ABSTRACT

Nineteenth-century Spain was shaped by an intense competition between different national projects aimed to modernize the structure of the state according to their distinctive understanding of national identity, which was negotiated progressively through numerous publications by national and foreign authors who described the country’s landscape and heritage in traveller accounts, guidebooks, and artistic voyages. These debates informed new national histories, and this, in turn, contributed to defining ideological discourses, national monuments, landscapes, and sites.
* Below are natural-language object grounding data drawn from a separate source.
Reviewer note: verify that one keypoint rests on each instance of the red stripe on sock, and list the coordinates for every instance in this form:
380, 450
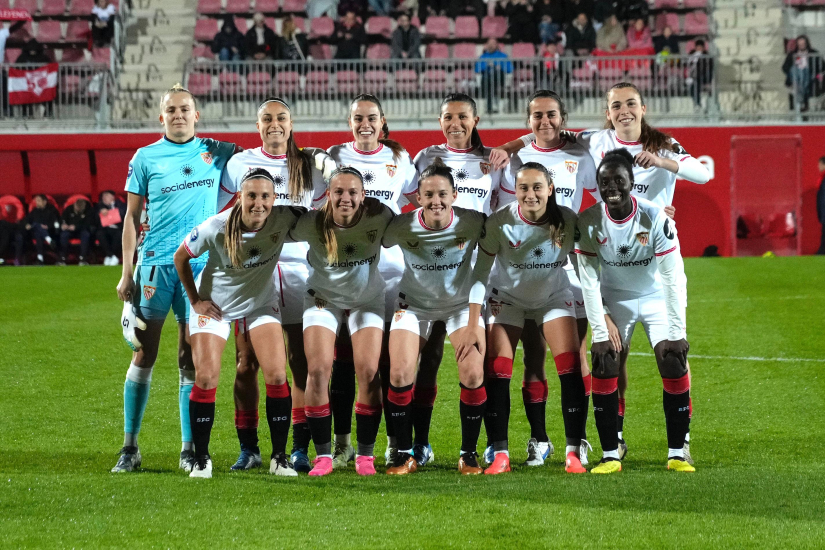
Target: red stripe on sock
299, 416
535, 392
424, 395
246, 420
474, 397
367, 410
567, 362
317, 412
676, 386
200, 395
277, 391
605, 386
500, 367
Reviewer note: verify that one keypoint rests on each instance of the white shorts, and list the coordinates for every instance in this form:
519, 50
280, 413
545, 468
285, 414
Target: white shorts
206, 325
559, 304
421, 321
320, 313
649, 310
290, 284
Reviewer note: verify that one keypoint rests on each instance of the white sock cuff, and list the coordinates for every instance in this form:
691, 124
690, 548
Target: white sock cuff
139, 375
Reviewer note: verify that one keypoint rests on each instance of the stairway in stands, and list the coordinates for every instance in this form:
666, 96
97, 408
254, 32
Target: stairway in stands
158, 44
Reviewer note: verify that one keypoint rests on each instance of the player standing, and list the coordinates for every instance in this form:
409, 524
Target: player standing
345, 286
178, 176
438, 241
629, 257
236, 284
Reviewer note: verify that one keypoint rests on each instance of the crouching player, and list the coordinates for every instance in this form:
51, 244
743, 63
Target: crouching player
438, 243
244, 244
629, 256
529, 242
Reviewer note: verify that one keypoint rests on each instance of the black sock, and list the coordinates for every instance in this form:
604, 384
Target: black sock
342, 395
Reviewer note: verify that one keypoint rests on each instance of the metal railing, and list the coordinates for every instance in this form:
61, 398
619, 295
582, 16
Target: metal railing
84, 92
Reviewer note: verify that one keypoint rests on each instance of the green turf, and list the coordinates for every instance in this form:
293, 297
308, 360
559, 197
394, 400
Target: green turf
756, 435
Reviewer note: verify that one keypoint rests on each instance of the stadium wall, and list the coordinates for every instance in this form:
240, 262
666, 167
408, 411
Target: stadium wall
94, 162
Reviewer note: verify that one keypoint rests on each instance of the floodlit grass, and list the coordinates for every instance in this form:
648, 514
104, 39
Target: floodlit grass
758, 423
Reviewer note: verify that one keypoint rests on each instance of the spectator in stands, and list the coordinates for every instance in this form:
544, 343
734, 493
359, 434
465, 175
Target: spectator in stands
110, 214
39, 225
260, 41
700, 71
349, 36
581, 37
638, 35
802, 67
293, 45
103, 23
666, 42
522, 22
611, 37
492, 72
228, 43
78, 222
406, 40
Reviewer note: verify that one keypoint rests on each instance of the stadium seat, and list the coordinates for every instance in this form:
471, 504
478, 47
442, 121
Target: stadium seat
379, 25
493, 26
206, 29
466, 26
75, 173
11, 166
321, 27
438, 26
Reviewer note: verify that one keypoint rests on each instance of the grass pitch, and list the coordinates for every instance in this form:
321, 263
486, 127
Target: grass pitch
757, 355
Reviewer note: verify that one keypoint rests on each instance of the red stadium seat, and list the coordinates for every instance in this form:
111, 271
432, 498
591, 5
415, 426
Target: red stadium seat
75, 174
466, 26
438, 26
494, 26
206, 29
11, 166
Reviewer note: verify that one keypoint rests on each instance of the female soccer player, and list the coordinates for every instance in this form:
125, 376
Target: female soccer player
344, 286
243, 245
529, 242
299, 181
658, 159
178, 176
389, 176
629, 257
438, 241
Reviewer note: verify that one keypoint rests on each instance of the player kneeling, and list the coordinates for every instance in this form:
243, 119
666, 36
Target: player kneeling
629, 256
438, 242
244, 244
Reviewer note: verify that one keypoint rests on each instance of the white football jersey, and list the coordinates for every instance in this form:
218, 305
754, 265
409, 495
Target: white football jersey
475, 180
239, 291
354, 279
627, 249
243, 162
437, 262
528, 266
570, 166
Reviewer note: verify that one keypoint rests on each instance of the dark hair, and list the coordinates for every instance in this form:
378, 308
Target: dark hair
438, 168
555, 218
298, 163
551, 95
653, 140
397, 148
458, 97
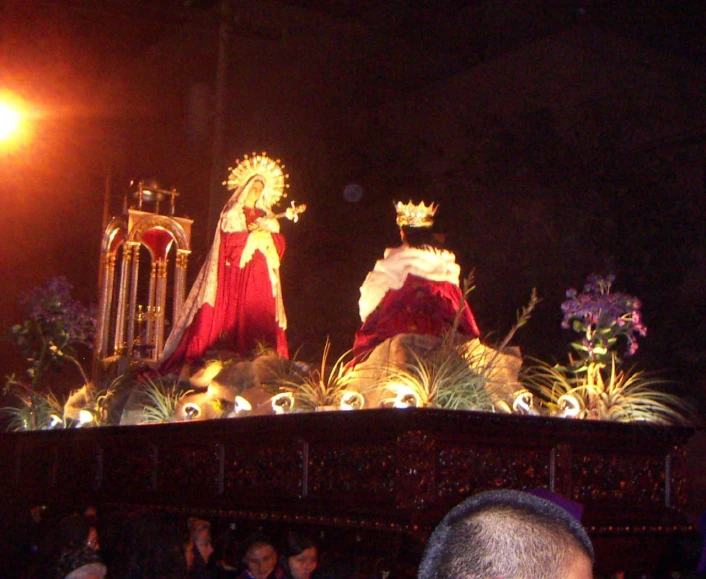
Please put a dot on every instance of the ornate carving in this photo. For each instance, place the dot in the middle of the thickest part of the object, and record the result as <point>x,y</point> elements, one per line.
<point>182,258</point>
<point>677,478</point>
<point>265,471</point>
<point>624,478</point>
<point>356,470</point>
<point>129,467</point>
<point>149,221</point>
<point>416,466</point>
<point>86,461</point>
<point>185,467</point>
<point>464,470</point>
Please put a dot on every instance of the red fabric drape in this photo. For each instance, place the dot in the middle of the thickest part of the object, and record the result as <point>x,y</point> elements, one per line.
<point>420,306</point>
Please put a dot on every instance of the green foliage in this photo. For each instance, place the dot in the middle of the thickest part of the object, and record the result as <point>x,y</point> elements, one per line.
<point>452,376</point>
<point>321,388</point>
<point>35,411</point>
<point>56,326</point>
<point>598,394</point>
<point>442,379</point>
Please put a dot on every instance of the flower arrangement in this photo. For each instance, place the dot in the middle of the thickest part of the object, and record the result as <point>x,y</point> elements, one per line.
<point>602,319</point>
<point>594,386</point>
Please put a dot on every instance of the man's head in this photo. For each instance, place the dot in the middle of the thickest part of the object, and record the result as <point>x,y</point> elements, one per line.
<point>508,535</point>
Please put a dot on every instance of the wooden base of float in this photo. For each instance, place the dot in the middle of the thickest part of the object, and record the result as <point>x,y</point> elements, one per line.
<point>369,473</point>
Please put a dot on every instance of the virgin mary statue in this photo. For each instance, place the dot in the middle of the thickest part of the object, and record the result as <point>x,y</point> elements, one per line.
<point>236,302</point>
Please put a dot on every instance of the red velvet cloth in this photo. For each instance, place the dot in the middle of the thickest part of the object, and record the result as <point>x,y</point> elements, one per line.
<point>244,312</point>
<point>420,306</point>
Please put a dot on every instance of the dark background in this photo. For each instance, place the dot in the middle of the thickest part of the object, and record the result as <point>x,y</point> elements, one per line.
<point>561,138</point>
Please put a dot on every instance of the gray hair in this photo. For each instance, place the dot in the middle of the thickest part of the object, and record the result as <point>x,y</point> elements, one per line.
<point>505,533</point>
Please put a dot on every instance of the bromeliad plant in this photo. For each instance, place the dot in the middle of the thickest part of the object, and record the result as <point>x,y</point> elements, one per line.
<point>593,385</point>
<point>453,376</point>
<point>321,389</point>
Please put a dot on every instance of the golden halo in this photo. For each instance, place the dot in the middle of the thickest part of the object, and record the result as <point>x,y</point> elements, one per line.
<point>270,170</point>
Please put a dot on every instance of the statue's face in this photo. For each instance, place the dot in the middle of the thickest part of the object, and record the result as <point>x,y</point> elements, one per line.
<point>253,193</point>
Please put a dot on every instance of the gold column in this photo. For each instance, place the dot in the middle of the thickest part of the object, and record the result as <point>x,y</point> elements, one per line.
<point>160,303</point>
<point>122,299</point>
<point>134,278</point>
<point>105,303</point>
<point>149,336</point>
<point>182,261</point>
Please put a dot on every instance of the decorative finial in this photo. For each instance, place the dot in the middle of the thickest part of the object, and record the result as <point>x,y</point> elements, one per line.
<point>411,215</point>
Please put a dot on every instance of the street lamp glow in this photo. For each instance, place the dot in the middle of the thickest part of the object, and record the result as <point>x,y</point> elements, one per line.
<point>10,121</point>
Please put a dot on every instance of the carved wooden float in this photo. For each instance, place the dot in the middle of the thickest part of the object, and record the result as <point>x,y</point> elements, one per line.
<point>378,472</point>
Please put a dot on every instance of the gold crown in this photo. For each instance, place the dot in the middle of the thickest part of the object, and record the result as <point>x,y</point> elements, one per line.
<point>411,215</point>
<point>270,170</point>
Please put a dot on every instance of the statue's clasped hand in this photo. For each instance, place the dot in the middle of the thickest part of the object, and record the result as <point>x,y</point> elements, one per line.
<point>292,212</point>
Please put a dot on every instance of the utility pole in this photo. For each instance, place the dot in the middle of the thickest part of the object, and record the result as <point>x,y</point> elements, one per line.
<point>215,197</point>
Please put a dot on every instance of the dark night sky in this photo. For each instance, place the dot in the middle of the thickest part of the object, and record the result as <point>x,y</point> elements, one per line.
<point>129,86</point>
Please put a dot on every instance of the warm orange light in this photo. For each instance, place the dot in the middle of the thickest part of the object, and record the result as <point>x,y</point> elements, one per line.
<point>10,121</point>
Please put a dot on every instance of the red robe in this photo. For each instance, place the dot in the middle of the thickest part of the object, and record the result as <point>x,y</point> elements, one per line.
<point>244,312</point>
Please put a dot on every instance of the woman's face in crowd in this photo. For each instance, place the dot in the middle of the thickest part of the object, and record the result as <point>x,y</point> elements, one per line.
<point>261,560</point>
<point>92,539</point>
<point>304,564</point>
<point>202,541</point>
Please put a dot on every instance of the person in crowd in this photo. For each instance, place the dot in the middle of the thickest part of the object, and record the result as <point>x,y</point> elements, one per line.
<point>149,544</point>
<point>236,301</point>
<point>199,548</point>
<point>226,554</point>
<point>78,547</point>
<point>299,557</point>
<point>260,559</point>
<point>508,534</point>
<point>415,288</point>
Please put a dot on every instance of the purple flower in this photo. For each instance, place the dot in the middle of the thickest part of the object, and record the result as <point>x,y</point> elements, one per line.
<point>602,317</point>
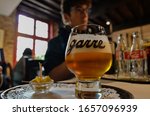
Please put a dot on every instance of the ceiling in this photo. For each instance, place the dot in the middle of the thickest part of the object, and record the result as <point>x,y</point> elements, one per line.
<point>122,13</point>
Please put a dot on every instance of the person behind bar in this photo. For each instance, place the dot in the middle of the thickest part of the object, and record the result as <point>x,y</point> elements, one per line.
<point>19,69</point>
<point>74,12</point>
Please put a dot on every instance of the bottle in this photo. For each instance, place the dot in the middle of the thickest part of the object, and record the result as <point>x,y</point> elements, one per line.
<point>113,66</point>
<point>127,55</point>
<point>120,62</point>
<point>1,78</point>
<point>138,59</point>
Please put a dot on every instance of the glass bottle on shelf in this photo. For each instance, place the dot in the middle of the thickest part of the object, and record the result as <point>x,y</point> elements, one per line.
<point>127,55</point>
<point>120,63</point>
<point>138,67</point>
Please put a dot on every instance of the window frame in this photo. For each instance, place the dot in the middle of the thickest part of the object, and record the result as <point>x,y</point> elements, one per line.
<point>34,37</point>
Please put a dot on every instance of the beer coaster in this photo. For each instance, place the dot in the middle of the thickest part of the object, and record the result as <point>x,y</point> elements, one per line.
<point>61,91</point>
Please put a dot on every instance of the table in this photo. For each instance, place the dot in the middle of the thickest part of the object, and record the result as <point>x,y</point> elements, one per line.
<point>139,91</point>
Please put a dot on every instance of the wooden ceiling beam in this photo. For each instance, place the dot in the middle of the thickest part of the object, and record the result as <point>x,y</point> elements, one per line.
<point>39,9</point>
<point>40,5</point>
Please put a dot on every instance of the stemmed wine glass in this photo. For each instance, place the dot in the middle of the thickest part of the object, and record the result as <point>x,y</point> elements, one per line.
<point>88,55</point>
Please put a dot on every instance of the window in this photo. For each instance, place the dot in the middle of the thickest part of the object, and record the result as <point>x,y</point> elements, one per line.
<point>32,33</point>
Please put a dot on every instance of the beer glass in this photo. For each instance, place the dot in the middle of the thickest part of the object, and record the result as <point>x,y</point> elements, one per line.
<point>88,55</point>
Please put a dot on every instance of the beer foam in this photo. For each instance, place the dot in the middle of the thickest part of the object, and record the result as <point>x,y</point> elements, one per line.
<point>81,39</point>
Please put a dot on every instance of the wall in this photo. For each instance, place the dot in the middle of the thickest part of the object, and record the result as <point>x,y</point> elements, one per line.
<point>144,30</point>
<point>8,24</point>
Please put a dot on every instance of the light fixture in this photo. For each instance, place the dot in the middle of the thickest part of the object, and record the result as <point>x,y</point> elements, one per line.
<point>107,22</point>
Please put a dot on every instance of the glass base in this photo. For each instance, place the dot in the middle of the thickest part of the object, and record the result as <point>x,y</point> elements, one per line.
<point>88,89</point>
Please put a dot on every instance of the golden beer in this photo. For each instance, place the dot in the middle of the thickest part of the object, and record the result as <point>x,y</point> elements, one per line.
<point>89,65</point>
<point>88,55</point>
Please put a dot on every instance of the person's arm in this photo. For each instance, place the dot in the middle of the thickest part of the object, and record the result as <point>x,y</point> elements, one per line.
<point>60,73</point>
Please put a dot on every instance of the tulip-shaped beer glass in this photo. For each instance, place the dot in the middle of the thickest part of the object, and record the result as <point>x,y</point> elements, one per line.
<point>88,55</point>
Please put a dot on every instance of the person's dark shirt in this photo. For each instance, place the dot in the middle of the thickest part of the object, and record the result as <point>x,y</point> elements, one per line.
<point>55,53</point>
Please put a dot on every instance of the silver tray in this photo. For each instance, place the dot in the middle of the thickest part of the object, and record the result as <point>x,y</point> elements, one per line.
<point>61,91</point>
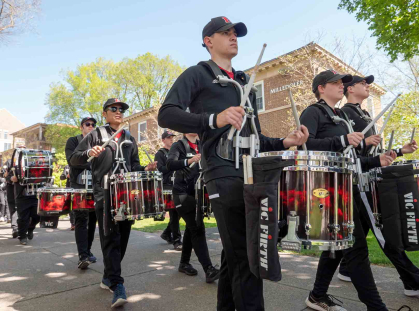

The tension between the early centralist attempts to modernize the administration of the Spanish state, inspired by the histories of the country by Juan de Mariana and Modesto Lafuente, and the dream of a federal kingdom by Victor Balaguer, was followed in the upsurge of different nationalist movements in Catalonia, the Basque Country, and Galicia. The struggles between these different national projects contributed to the exponential growth of the symbolic capital of the sites and landscapes relevant to them—like Montserrat and Covadonga—as they had a strong impact upon debates on architecture and preservation. The analysis of these modern media—illustrated publications, guidebooks, and panoramas—and ideological struggles, constitutes an illuminating observatory into the complexity of competing national constructions in the nineteenth century, as they reveal the entangled relations between politics, intellectual production, and popular culture in the modern nation-building process.